Don't you hate it when you have a grand idea, an idea in which you carefully, painstakingly shop and plan for, that, despite your attention to detail and total investment in the project, just doesn't meet your expectations? That's what happened to me yesterday.
I had grand, romanticized plans of creating tasty, beautiful sugar cookies. Cookies carefully decorated with royal icing. I knew this project would be a labor of love, but I welcomed the challenge. A challenge, which despite my best intentions, left me feeling defeated by the end of the day.
The plan was simple: star shaped sugar cookies, covered in green icing and embellished with red dots.
It started off okay.
I set up the necessary equipment.
Rolled the dough.
Cut out the stars.
Placed them on cookie sheets.
Some stars were a little prettier
Even ugly stars need love.
I baked the stars and cooled them on racks.
Only in today's age is baking beside your laptop totally necessary.
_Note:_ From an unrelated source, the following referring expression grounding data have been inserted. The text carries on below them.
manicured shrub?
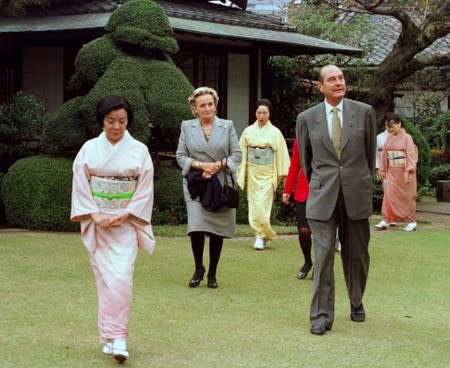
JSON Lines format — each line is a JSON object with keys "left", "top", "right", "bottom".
{"left": 429, "top": 164, "right": 450, "bottom": 188}
{"left": 1, "top": 155, "right": 78, "bottom": 231}
{"left": 153, "top": 165, "right": 187, "bottom": 225}
{"left": 42, "top": 0, "right": 193, "bottom": 156}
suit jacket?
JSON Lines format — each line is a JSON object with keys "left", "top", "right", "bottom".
{"left": 296, "top": 98, "right": 376, "bottom": 221}
{"left": 176, "top": 116, "right": 242, "bottom": 202}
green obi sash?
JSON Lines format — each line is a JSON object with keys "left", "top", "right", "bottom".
{"left": 90, "top": 176, "right": 137, "bottom": 209}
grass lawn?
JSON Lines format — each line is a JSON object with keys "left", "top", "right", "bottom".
{"left": 0, "top": 224, "right": 449, "bottom": 367}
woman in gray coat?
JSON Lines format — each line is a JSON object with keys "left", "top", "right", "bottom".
{"left": 176, "top": 87, "right": 242, "bottom": 288}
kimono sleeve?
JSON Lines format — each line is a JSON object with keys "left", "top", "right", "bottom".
{"left": 71, "top": 145, "right": 98, "bottom": 222}
{"left": 126, "top": 149, "right": 154, "bottom": 225}
{"left": 236, "top": 129, "right": 249, "bottom": 189}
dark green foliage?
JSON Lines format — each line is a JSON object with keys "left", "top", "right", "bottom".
{"left": 403, "top": 119, "right": 431, "bottom": 186}
{"left": 0, "top": 171, "right": 5, "bottom": 224}
{"left": 273, "top": 186, "right": 296, "bottom": 226}
{"left": 428, "top": 111, "right": 450, "bottom": 150}
{"left": 0, "top": 91, "right": 46, "bottom": 169}
{"left": 1, "top": 156, "right": 78, "bottom": 231}
{"left": 236, "top": 187, "right": 249, "bottom": 225}
{"left": 372, "top": 175, "right": 383, "bottom": 213}
{"left": 153, "top": 165, "right": 186, "bottom": 225}
{"left": 106, "top": 0, "right": 178, "bottom": 54}
{"left": 41, "top": 97, "right": 90, "bottom": 155}
{"left": 68, "top": 36, "right": 125, "bottom": 92}
{"left": 429, "top": 164, "right": 450, "bottom": 188}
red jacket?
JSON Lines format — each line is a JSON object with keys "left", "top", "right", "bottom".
{"left": 283, "top": 138, "right": 309, "bottom": 203}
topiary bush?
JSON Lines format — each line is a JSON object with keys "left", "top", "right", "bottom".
{"left": 1, "top": 155, "right": 78, "bottom": 231}
{"left": 403, "top": 118, "right": 431, "bottom": 187}
{"left": 42, "top": 0, "right": 193, "bottom": 155}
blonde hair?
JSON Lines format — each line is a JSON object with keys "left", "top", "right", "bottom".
{"left": 188, "top": 87, "right": 219, "bottom": 116}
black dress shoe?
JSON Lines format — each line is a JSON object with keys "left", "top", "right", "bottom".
{"left": 189, "top": 266, "right": 205, "bottom": 288}
{"left": 310, "top": 324, "right": 327, "bottom": 335}
{"left": 351, "top": 303, "right": 366, "bottom": 322}
{"left": 297, "top": 263, "right": 313, "bottom": 279}
{"left": 207, "top": 275, "right": 218, "bottom": 289}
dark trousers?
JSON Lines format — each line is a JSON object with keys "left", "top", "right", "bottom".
{"left": 308, "top": 190, "right": 370, "bottom": 328}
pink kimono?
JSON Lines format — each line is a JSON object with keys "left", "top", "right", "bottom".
{"left": 71, "top": 130, "right": 155, "bottom": 343}
{"left": 380, "top": 128, "right": 418, "bottom": 223}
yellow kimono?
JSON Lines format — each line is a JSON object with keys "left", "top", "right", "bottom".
{"left": 237, "top": 121, "right": 290, "bottom": 240}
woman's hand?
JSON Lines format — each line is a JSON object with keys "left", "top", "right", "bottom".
{"left": 110, "top": 212, "right": 130, "bottom": 227}
{"left": 91, "top": 212, "right": 111, "bottom": 228}
{"left": 379, "top": 171, "right": 386, "bottom": 181}
{"left": 201, "top": 160, "right": 222, "bottom": 178}
{"left": 282, "top": 193, "right": 290, "bottom": 205}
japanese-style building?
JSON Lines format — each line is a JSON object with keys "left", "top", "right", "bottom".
{"left": 0, "top": 0, "right": 361, "bottom": 135}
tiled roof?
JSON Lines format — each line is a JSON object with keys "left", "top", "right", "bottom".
{"left": 24, "top": 0, "right": 294, "bottom": 32}
{"left": 0, "top": 0, "right": 362, "bottom": 56}
{"left": 342, "top": 13, "right": 450, "bottom": 66}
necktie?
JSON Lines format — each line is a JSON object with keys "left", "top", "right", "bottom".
{"left": 331, "top": 107, "right": 342, "bottom": 159}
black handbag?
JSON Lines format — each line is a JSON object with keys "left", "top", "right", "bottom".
{"left": 221, "top": 169, "right": 239, "bottom": 209}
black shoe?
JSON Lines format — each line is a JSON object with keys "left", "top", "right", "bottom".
{"left": 310, "top": 324, "right": 326, "bottom": 335}
{"left": 310, "top": 321, "right": 331, "bottom": 335}
{"left": 189, "top": 266, "right": 205, "bottom": 288}
{"left": 207, "top": 275, "right": 218, "bottom": 289}
{"left": 351, "top": 303, "right": 366, "bottom": 322}
{"left": 297, "top": 263, "right": 313, "bottom": 279}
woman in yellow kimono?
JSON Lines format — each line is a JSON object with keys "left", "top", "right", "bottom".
{"left": 237, "top": 99, "right": 290, "bottom": 250}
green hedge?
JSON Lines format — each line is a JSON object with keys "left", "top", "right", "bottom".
{"left": 1, "top": 155, "right": 78, "bottom": 231}
{"left": 0, "top": 171, "right": 5, "bottom": 224}
{"left": 2, "top": 157, "right": 327, "bottom": 230}
{"left": 153, "top": 165, "right": 186, "bottom": 225}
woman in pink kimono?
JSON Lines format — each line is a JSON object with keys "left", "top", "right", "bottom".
{"left": 71, "top": 95, "right": 155, "bottom": 363}
{"left": 375, "top": 114, "right": 418, "bottom": 231}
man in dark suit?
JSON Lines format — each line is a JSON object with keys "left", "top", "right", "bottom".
{"left": 296, "top": 64, "right": 376, "bottom": 335}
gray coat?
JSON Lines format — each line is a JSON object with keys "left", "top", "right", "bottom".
{"left": 176, "top": 117, "right": 242, "bottom": 237}
{"left": 296, "top": 98, "right": 376, "bottom": 221}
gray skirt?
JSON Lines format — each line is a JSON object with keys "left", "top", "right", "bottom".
{"left": 186, "top": 199, "right": 236, "bottom": 238}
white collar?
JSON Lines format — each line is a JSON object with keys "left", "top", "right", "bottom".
{"left": 324, "top": 100, "right": 343, "bottom": 115}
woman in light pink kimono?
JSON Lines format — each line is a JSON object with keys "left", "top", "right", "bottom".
{"left": 375, "top": 114, "right": 418, "bottom": 232}
{"left": 71, "top": 95, "right": 155, "bottom": 363}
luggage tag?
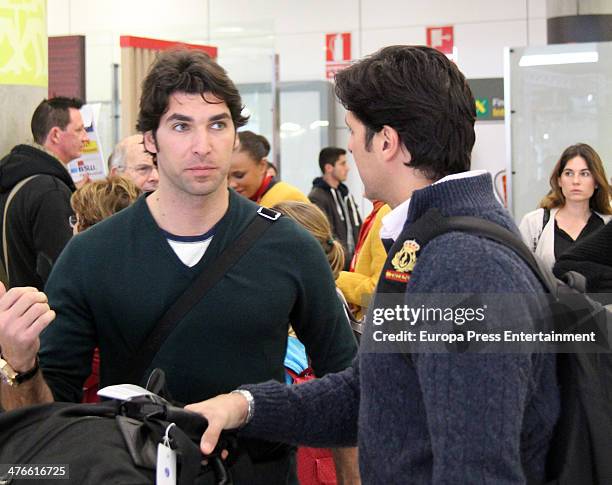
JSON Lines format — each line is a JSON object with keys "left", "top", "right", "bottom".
{"left": 156, "top": 423, "right": 177, "bottom": 485}
{"left": 98, "top": 383, "right": 155, "bottom": 400}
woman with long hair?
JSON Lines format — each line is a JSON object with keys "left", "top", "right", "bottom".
{"left": 229, "top": 131, "right": 308, "bottom": 207}
{"left": 519, "top": 143, "right": 612, "bottom": 269}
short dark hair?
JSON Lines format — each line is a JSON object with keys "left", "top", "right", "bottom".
{"left": 334, "top": 45, "right": 476, "bottom": 180}
{"left": 238, "top": 130, "right": 270, "bottom": 162}
{"left": 137, "top": 49, "right": 249, "bottom": 135}
{"left": 31, "top": 97, "right": 84, "bottom": 145}
{"left": 318, "top": 147, "right": 346, "bottom": 173}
While the cookies cooled, I made the royal icing. Ebony worked over time on this project.
Then I colored the icing.
Let the decorating begin!
First I outlined the stars, using a thicker royal icing in a piping bag.
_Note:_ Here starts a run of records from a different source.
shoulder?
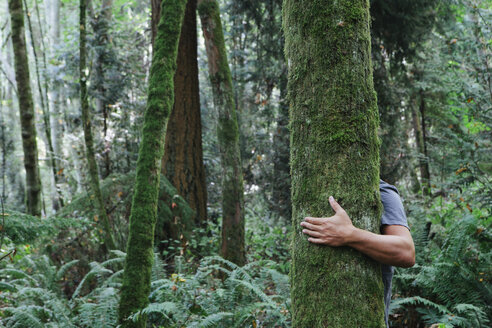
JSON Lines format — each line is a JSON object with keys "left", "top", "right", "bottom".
{"left": 379, "top": 179, "right": 399, "bottom": 196}
{"left": 379, "top": 180, "right": 409, "bottom": 229}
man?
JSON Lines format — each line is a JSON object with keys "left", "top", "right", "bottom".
{"left": 300, "top": 180, "right": 415, "bottom": 327}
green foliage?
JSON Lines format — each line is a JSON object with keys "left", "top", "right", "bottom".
{"left": 135, "top": 256, "right": 290, "bottom": 327}
{"left": 2, "top": 210, "right": 84, "bottom": 245}
{"left": 392, "top": 185, "right": 491, "bottom": 327}
{"left": 0, "top": 255, "right": 76, "bottom": 327}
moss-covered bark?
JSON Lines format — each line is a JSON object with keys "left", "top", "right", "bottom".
{"left": 79, "top": 0, "right": 115, "bottom": 251}
{"left": 198, "top": 0, "right": 245, "bottom": 266}
{"left": 8, "top": 0, "right": 42, "bottom": 216}
{"left": 117, "top": 0, "right": 187, "bottom": 326}
{"left": 161, "top": 0, "right": 208, "bottom": 229}
{"left": 284, "top": 0, "right": 385, "bottom": 326}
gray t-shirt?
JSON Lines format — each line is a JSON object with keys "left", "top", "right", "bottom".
{"left": 380, "top": 180, "right": 409, "bottom": 328}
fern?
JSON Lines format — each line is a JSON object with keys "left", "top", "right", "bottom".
{"left": 188, "top": 312, "right": 234, "bottom": 328}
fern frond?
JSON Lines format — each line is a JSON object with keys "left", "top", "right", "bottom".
{"left": 56, "top": 260, "right": 80, "bottom": 281}
{"left": 72, "top": 263, "right": 113, "bottom": 299}
{"left": 392, "top": 296, "right": 450, "bottom": 314}
{"left": 189, "top": 312, "right": 233, "bottom": 328}
{"left": 228, "top": 279, "right": 276, "bottom": 308}
{"left": 0, "top": 281, "right": 17, "bottom": 292}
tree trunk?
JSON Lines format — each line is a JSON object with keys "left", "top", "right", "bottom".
{"left": 8, "top": 0, "right": 42, "bottom": 216}
{"left": 24, "top": 0, "right": 64, "bottom": 211}
{"left": 284, "top": 0, "right": 385, "bottom": 326}
{"left": 117, "top": 0, "right": 187, "bottom": 326}
{"left": 160, "top": 0, "right": 208, "bottom": 228}
{"left": 49, "top": 0, "right": 65, "bottom": 207}
{"left": 411, "top": 91, "right": 431, "bottom": 196}
{"left": 79, "top": 0, "right": 115, "bottom": 250}
{"left": 198, "top": 0, "right": 245, "bottom": 266}
{"left": 92, "top": 0, "right": 114, "bottom": 179}
{"left": 271, "top": 70, "right": 291, "bottom": 222}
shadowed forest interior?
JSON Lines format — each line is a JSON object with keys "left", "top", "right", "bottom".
{"left": 0, "top": 0, "right": 490, "bottom": 327}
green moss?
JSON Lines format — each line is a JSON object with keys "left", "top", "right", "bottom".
{"left": 117, "top": 0, "right": 188, "bottom": 327}
{"left": 284, "top": 0, "right": 385, "bottom": 326}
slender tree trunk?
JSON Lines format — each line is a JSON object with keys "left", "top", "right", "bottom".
{"left": 411, "top": 91, "right": 431, "bottom": 196}
{"left": 8, "top": 0, "right": 42, "bottom": 216}
{"left": 151, "top": 0, "right": 161, "bottom": 48}
{"left": 154, "top": 0, "right": 208, "bottom": 229}
{"left": 199, "top": 0, "right": 245, "bottom": 266}
{"left": 90, "top": 0, "right": 114, "bottom": 179}
{"left": 79, "top": 0, "right": 115, "bottom": 251}
{"left": 118, "top": 0, "right": 187, "bottom": 326}
{"left": 284, "top": 0, "right": 385, "bottom": 326}
{"left": 23, "top": 0, "right": 64, "bottom": 210}
{"left": 272, "top": 69, "right": 291, "bottom": 222}
{"left": 49, "top": 0, "right": 65, "bottom": 206}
I endured tip malfunctions
and operator error.
Once the outlines dried, I added water to the remaining green royal icing and placed it in a squirt bottle.
I squeezed the green icing onto the cookie and used a tooth pick to push it into the corners. This technique is called flooding.
The results are pretty amatuerish, but it was my first time, so I cut myself some slack. Besides, the red dots should cover up any imperfections. Or so I hoped.
I should have stopped here. Perhaps sprinkled on some colored sugar or sprinkles and called it a day.
But, no. I had to add red dots.
Unfortunately, my dots looked a lot more like miniature Hershey kisses. I couldn't, despite my focused effort, make dots without creating the peaks on each dot.
I didn't want peaks!
I then tried to make big dots, to perhaps eliminate the peaks on my dots, but this is what happened:
Ugh. I'm so embarrassed to post that picture, and yet, I can't stop laughing at it.
I really should have gone with sprinkles.
I even tried stripes, but that ended up a huge disaster; a disaster that ended up in my belly. I couldn't bear to look at it, so I ate it.
To add insult to injury, the cookies didn't even taste good. They were okay, but the actual cookie recipe did not impress me much. And even worse, they gave me heartburn!
The good thing is that Caroline is easy to please; she likes them. I'm glad because guess what she'll be getting in her lunch box all week?
I'd be lying if I said I wasn't a little upset over my cookies. I planned so much and worked so hard and did so many dishes. I'll probably attempt them again, but maybe not this year. Until I one day claim victory over sugar cookie decorating, I'll just add yesterday's flop to my list of other baking oopsies.
and tragic bundt and birthday cakes.
One day I shall triumph! Victory o'er royal frosting shall one day be mine!